CMS: Increased Medicare enrollment a major driver behind healthcare spending trends over next decade
Healthcare spending reached $3.5 trillion in 2017, a rate of 4.6% and slightly faster than the previous year’s rate of 4.3%. Medicare spending is also expected to climb as Baby Boomers age into the system. Actuaries predict an increase in spending of 5.5% over the next several years with spending reaching $5.7 trillion by 2026.
The U.S. Food and Drug Administration approved Johnson & Johnson Erleada on Wednesday. Erleada is used for use in prostate cancer patients whose disease has not spread but continues to grow despite hormone therapy. Johnson & Johnson’s previous blockbuster drug, Zytiga, faces competition this year.

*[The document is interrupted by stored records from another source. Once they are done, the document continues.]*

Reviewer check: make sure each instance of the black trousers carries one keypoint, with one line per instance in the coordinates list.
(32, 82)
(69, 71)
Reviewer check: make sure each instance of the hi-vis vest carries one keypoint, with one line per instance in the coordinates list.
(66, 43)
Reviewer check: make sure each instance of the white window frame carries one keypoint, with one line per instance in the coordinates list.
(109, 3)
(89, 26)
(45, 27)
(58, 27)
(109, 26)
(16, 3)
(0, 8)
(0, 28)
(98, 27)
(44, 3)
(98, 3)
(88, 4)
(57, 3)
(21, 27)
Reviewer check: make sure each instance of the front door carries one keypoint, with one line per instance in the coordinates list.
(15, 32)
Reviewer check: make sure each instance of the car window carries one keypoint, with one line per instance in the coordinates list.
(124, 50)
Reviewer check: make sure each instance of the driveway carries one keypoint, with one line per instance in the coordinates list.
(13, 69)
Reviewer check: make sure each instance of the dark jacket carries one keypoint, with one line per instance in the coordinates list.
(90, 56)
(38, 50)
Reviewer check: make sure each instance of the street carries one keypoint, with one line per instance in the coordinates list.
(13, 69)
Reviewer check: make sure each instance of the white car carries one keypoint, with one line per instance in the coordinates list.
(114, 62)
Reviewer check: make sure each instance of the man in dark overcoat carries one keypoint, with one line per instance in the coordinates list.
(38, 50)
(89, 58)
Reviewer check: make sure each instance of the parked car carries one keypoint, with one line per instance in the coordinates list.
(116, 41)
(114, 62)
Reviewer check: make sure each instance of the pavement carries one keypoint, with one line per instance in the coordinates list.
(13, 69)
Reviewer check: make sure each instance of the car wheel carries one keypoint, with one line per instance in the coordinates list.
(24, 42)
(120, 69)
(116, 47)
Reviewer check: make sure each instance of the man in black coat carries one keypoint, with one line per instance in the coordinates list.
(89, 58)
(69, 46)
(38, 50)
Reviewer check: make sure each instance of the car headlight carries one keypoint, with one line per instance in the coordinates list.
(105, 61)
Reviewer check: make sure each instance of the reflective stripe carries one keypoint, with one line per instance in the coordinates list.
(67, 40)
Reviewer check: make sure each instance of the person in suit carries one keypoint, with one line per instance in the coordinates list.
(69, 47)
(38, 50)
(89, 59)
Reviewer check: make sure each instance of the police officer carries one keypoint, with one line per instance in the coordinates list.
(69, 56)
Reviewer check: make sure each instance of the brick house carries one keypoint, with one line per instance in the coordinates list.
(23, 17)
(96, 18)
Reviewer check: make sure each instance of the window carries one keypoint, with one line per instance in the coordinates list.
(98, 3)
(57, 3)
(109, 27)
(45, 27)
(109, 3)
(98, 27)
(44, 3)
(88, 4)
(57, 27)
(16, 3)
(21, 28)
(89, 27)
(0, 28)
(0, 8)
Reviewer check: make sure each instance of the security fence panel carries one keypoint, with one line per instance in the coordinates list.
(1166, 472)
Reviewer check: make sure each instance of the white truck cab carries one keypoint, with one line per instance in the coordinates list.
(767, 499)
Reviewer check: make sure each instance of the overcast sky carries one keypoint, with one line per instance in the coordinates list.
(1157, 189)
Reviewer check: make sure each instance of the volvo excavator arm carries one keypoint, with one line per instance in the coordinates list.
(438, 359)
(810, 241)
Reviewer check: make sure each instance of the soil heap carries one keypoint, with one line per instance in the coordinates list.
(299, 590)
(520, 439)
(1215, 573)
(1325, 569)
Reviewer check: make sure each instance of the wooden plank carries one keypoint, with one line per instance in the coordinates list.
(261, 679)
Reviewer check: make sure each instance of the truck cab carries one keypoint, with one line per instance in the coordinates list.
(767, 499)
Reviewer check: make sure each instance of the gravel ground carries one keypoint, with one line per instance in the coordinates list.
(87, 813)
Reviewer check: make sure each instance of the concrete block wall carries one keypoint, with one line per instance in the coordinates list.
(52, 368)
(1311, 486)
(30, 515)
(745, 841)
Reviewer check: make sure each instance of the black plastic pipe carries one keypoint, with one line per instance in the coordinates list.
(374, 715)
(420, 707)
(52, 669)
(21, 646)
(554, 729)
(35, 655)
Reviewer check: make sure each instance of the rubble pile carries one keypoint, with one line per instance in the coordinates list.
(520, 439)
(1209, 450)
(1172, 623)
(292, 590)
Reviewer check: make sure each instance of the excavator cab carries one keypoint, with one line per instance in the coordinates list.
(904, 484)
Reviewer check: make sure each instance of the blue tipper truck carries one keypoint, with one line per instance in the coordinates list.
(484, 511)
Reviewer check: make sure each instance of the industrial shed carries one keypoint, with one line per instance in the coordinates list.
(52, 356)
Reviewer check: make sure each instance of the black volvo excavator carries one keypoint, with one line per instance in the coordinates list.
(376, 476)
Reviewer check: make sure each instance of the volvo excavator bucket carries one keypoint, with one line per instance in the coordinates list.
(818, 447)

Generic competition for Zytiga may reach the market in 2018.
Bristol-Myers Squibb announced that it intends to pay a record $1.85 billion to Nektar Therapeutics, a small biotech startup, for rights to its experimental cancer drug, codenamed NKTR-214. Nektar will book 65% of global profits on the drug, should it reach the market, with Bristol getting the other 35%. These and other drugs that spur the immune system to fight cancer are the ‘hottest’ drugs on the market.